1) Could you describe what you observed in other installations and how the Smithsonian’s first Latino Gallery will compare?
The Smithsonian museums are attempting to engage more with their audiences while offering a more inclusive picture of the American nation. The National Portrait Gallery and the Museum of the American Indian represent, for me, the biggest efforts in that sense with exhibits such as UnSeen: Our Past in a New Light, Ken Gonzales-Day and Titus Kaphar and Americans, respectively. Nevertheless, I think the Latino Gallery will be pioneering the museum field when it comes to turning the audience from spectators to actors. By linking interactive installations with more inclusive museum practices, installations at the Latino Gallery will favor individuals as making-history agents whose history is worthy of being told within the museum space.
2) What skills from our doctoral program did you utilize during this internship?
Critical thinking. As a doctoral student, you are constantly asking yourself and your colleagues about the work you do, the role of human actors, and the importance of the historical context..
3) How did you hear about this opportunity?
My advisor, Mark Healey, sent to me an email about the Latino Museum Studies Program. Honestly, I thought it would be a long shot, but he was right. The program was perfect for me and I really loved the experience.
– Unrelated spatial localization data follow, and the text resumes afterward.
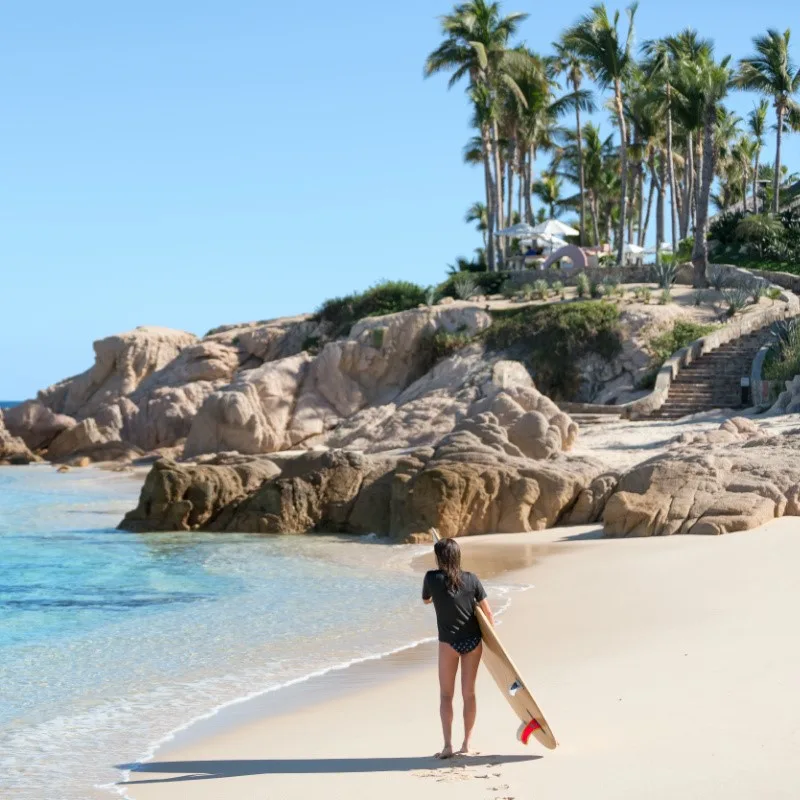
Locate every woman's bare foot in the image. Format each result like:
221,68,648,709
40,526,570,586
456,743,477,756
435,745,454,759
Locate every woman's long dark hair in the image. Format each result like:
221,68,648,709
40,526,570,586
434,538,463,594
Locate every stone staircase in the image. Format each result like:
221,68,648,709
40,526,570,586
649,326,775,420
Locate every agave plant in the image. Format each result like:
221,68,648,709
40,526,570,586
576,273,591,298
721,285,751,316
651,260,677,290
707,264,729,291
749,279,767,303
533,279,549,300
453,273,478,300
770,318,800,351
425,286,438,307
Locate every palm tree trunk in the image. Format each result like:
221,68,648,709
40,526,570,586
492,120,505,263
640,160,655,247
680,134,693,240
614,81,628,265
693,136,701,233
753,151,760,213
691,105,716,287
655,155,666,264
506,149,514,228
481,125,497,272
524,145,534,224
665,87,679,255
590,191,601,245
517,141,524,220
774,106,785,213
575,103,586,246
636,159,645,247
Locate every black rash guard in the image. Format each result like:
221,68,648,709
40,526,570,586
422,570,487,644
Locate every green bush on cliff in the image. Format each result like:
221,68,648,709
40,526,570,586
437,271,508,299
315,280,427,336
638,320,720,388
483,302,623,400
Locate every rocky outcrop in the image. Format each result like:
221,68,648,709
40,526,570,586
0,411,41,465
120,409,611,538
39,327,197,420
2,401,76,451
603,419,800,537
184,306,493,457
769,374,800,415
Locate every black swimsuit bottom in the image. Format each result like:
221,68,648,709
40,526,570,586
449,635,482,655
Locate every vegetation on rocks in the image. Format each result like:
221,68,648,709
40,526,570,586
638,320,719,389
315,280,427,336
484,302,623,399
764,318,800,382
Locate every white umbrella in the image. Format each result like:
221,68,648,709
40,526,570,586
532,219,580,238
624,243,645,255
644,241,673,254
536,233,568,249
495,222,540,238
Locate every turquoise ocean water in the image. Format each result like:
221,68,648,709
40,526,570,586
0,466,446,799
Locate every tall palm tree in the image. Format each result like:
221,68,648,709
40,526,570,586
563,3,638,265
425,0,529,270
735,29,800,212
748,99,769,211
465,201,489,245
691,53,732,286
553,42,595,245
533,171,564,218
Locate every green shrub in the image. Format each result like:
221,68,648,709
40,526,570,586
316,280,427,336
735,214,784,260
676,237,694,261
659,288,672,304
420,328,474,370
438,271,509,299
452,273,478,300
709,210,745,246
633,286,652,304
768,287,784,302
425,286,438,307
648,321,719,366
575,273,591,298
692,290,705,307
750,280,767,303
533,279,549,300
590,280,605,299
520,283,534,301
551,281,564,298
764,319,800,382
302,335,322,354
484,302,623,400
371,328,385,348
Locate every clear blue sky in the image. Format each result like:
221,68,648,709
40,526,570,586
2,0,798,399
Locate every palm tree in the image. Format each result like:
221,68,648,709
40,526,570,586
553,42,595,245
748,99,769,211
533,171,564,217
425,0,529,271
465,201,489,245
735,29,800,212
690,52,732,286
563,3,638,265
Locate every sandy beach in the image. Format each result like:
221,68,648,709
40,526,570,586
117,518,800,800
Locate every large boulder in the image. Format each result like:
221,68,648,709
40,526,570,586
603,420,800,537
184,306,492,458
121,411,612,539
0,411,41,465
2,400,76,451
38,327,197,420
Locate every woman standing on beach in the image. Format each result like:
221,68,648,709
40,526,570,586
423,537,494,759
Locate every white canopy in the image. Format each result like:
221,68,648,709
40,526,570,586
495,222,540,238
532,219,580,237
624,243,645,255
645,241,674,254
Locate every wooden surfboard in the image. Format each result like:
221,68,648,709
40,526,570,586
430,529,558,750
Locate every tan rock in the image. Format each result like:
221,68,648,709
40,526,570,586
603,425,800,537
2,400,76,450
47,417,119,461
39,327,197,420
0,411,41,464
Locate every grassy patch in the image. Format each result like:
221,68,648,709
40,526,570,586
711,254,800,274
315,280,427,336
484,302,623,400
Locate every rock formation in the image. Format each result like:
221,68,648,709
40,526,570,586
120,407,612,539
0,411,41,465
603,419,800,536
769,374,800,415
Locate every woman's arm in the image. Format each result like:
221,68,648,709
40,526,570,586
478,598,494,626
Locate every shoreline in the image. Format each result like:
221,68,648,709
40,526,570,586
117,520,800,799
111,530,555,798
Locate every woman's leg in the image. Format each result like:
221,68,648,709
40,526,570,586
458,642,483,754
437,642,460,758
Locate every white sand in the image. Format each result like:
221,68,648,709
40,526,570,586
118,519,800,800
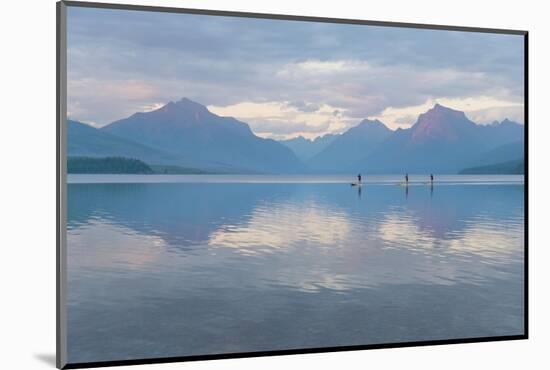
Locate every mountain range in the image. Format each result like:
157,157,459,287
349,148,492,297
307,119,393,172
68,98,524,174
354,104,524,174
280,134,337,161
68,119,184,165
70,98,304,174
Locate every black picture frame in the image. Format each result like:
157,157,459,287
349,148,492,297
56,1,529,368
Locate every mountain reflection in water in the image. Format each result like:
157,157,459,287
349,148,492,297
67,176,524,363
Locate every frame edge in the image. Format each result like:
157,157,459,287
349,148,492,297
61,0,527,35
55,2,529,369
57,1,68,369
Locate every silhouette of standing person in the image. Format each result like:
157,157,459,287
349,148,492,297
358,173,362,183
430,174,434,184
405,173,409,185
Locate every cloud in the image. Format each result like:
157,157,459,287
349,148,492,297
249,119,332,137
66,6,525,136
466,106,524,125
67,78,162,124
208,101,352,139
276,60,370,77
286,101,321,113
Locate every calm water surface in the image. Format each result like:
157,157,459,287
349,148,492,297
67,175,525,363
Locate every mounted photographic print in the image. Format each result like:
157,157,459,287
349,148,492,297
56,1,528,368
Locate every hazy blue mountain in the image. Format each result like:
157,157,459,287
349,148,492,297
307,119,392,172
459,159,524,174
481,119,524,148
101,98,305,174
356,104,524,174
279,134,338,161
67,119,182,165
470,140,524,168
462,117,524,169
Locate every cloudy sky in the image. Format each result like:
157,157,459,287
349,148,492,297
67,6,524,139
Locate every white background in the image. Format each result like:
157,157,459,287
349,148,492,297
1,0,548,369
4) Could you expand upon your previous experience researching and/or working with underrepresented groups in Colombia’s national museum?
As a teenager, I worked with a UNESCO project that sought to facilitate the access of Afro-descendant people to historic places and monuments. My home city, Cartagena, is a touristic Caribbean center so being black and not having money really reduces your chances to enjoy the historic spaces that tourists can. However, while the project facilitated access, Afro-descendants and Indigenous were still not included in those stories or places. This experience impacted my undergraduate thesis on land legal cases between indigenous groups, white settlers, and the Spanish Crown prior to the Independence struggles of the 1820’s. I was interested in demonstrating how the lack of inclusion of indigenous groups within the national history is linked to their support of the Spanish Crown during that period.
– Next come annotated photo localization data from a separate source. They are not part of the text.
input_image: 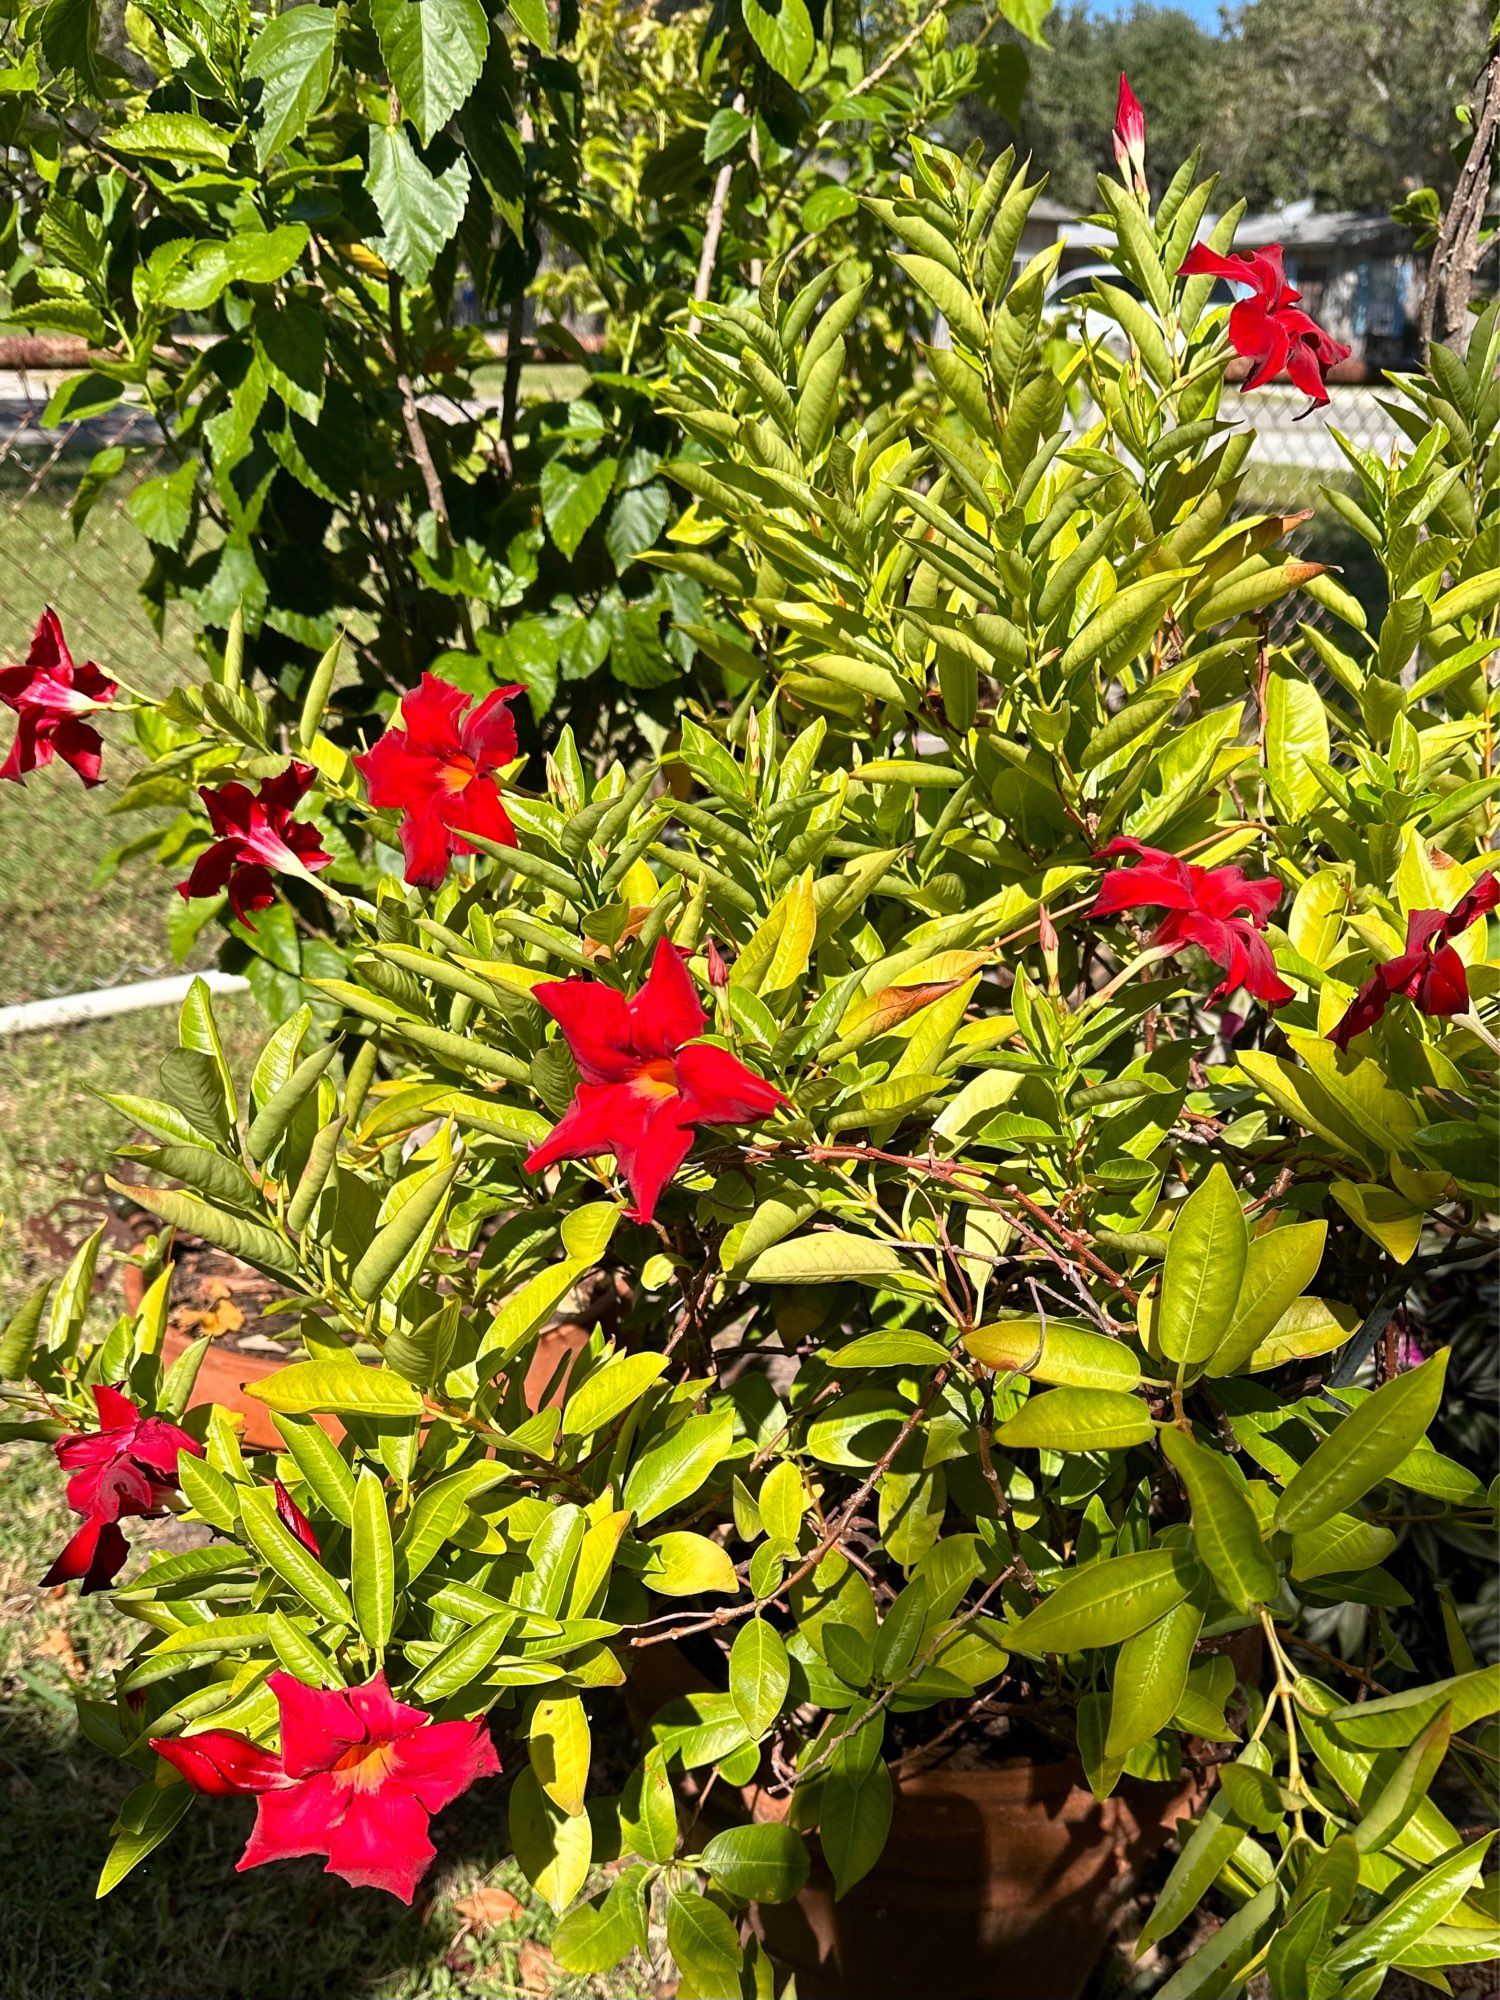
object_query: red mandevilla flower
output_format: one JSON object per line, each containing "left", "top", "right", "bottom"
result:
{"left": 525, "top": 937, "right": 786, "bottom": 1224}
{"left": 1112, "top": 74, "right": 1147, "bottom": 193}
{"left": 354, "top": 674, "right": 524, "bottom": 888}
{"left": 1092, "top": 838, "right": 1294, "bottom": 1008}
{"left": 0, "top": 608, "right": 116, "bottom": 788}
{"left": 152, "top": 1670, "right": 501, "bottom": 1903}
{"left": 177, "top": 763, "right": 331, "bottom": 928}
{"left": 42, "top": 1386, "right": 201, "bottom": 1594}
{"left": 1328, "top": 873, "right": 1499, "bottom": 1051}
{"left": 1178, "top": 242, "right": 1350, "bottom": 413}
{"left": 273, "top": 1478, "right": 322, "bottom": 1557}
At UConn, I have moved onto the representation of these groups – Afro-descendants, Indigenous, and women – within the National Museum in Colombia. I consider the objects and portraits introduced to the museum in 1880 and I argue that this process represents the simultaneous inclusion and exclusion of these groups. Many of the paintings have been visually modified to fit the image of the nation that the Colombian elites wished to portray. I seek to showcase that process so these groups, today, can understand how they have been pushed out of many places and stories, and maybe they would seek to regain them. Thus, my work has come full-circle from my teen years.
5) How did this opportunity impact the way you conceptualize your dissertation and/or future career? Would you be interested in working with the Smithsonian in the future?
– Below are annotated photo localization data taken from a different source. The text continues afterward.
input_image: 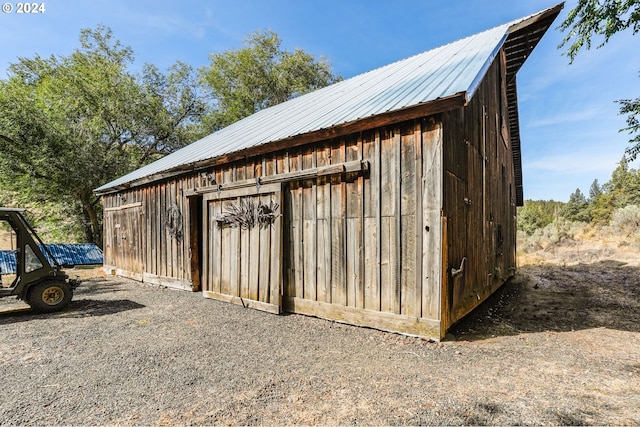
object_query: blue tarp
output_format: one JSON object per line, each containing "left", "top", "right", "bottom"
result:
{"left": 0, "top": 243, "right": 103, "bottom": 274}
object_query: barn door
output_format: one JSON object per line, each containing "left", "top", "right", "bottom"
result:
{"left": 202, "top": 183, "right": 283, "bottom": 314}
{"left": 104, "top": 204, "right": 144, "bottom": 275}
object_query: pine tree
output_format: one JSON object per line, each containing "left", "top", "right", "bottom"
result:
{"left": 561, "top": 188, "right": 591, "bottom": 222}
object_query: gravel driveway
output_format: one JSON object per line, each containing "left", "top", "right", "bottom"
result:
{"left": 1, "top": 265, "right": 639, "bottom": 425}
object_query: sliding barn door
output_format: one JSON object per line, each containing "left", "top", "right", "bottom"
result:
{"left": 202, "top": 183, "right": 283, "bottom": 314}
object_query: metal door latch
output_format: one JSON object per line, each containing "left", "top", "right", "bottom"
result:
{"left": 451, "top": 257, "right": 466, "bottom": 278}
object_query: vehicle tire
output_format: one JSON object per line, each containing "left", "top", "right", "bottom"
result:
{"left": 27, "top": 280, "right": 73, "bottom": 312}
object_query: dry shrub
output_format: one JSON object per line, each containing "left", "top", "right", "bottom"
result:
{"left": 609, "top": 204, "right": 640, "bottom": 237}
{"left": 518, "top": 218, "right": 584, "bottom": 253}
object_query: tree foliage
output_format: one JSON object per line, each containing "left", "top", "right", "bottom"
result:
{"left": 618, "top": 88, "right": 640, "bottom": 159}
{"left": 517, "top": 199, "right": 564, "bottom": 235}
{"left": 558, "top": 0, "right": 640, "bottom": 62}
{"left": 561, "top": 188, "right": 591, "bottom": 222}
{"left": 0, "top": 26, "right": 340, "bottom": 245}
{"left": 559, "top": 0, "right": 640, "bottom": 159}
{"left": 0, "top": 25, "right": 206, "bottom": 244}
{"left": 601, "top": 155, "right": 640, "bottom": 209}
{"left": 518, "top": 155, "right": 640, "bottom": 234}
{"left": 200, "top": 30, "right": 340, "bottom": 131}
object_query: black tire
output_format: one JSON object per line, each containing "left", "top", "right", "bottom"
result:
{"left": 27, "top": 280, "right": 73, "bottom": 312}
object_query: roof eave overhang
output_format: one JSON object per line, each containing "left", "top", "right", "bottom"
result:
{"left": 502, "top": 3, "right": 564, "bottom": 206}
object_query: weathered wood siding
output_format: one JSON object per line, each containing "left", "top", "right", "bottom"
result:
{"left": 102, "top": 117, "right": 445, "bottom": 338}
{"left": 442, "top": 51, "right": 517, "bottom": 327}
{"left": 103, "top": 176, "right": 198, "bottom": 289}
{"left": 280, "top": 119, "right": 443, "bottom": 338}
{"left": 101, "top": 48, "right": 517, "bottom": 340}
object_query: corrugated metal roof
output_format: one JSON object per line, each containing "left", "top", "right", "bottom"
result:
{"left": 96, "top": 5, "right": 562, "bottom": 194}
{"left": 0, "top": 244, "right": 103, "bottom": 274}
{"left": 43, "top": 243, "right": 104, "bottom": 267}
{"left": 0, "top": 251, "right": 16, "bottom": 275}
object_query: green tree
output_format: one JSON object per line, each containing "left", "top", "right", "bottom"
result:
{"left": 561, "top": 188, "right": 591, "bottom": 222}
{"left": 588, "top": 178, "right": 611, "bottom": 223}
{"left": 585, "top": 156, "right": 640, "bottom": 222}
{"left": 200, "top": 29, "right": 340, "bottom": 131}
{"left": 588, "top": 179, "right": 603, "bottom": 201}
{"left": 0, "top": 26, "right": 206, "bottom": 244}
{"left": 604, "top": 155, "right": 640, "bottom": 206}
{"left": 619, "top": 91, "right": 640, "bottom": 159}
{"left": 559, "top": 0, "right": 640, "bottom": 159}
{"left": 517, "top": 199, "right": 565, "bottom": 235}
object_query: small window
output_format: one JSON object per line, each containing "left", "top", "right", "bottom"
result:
{"left": 24, "top": 244, "right": 44, "bottom": 273}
The Latino Museum Studies Program helped me realize that there are spaces that are perfect for me in regards to what I want to do, both academically and personally. Specifically, I am interested in cultural work and public engagement, in reconnecting academy and community. I think that museums are perfect spaces for that. This is reflected in my dissertation that will utilize a comparative perspective to analyze the opening of the first gallery at the National Museum of American History to similar ones in Colombia. Regarding my future career, I would definitely consider working with the Smithsonian.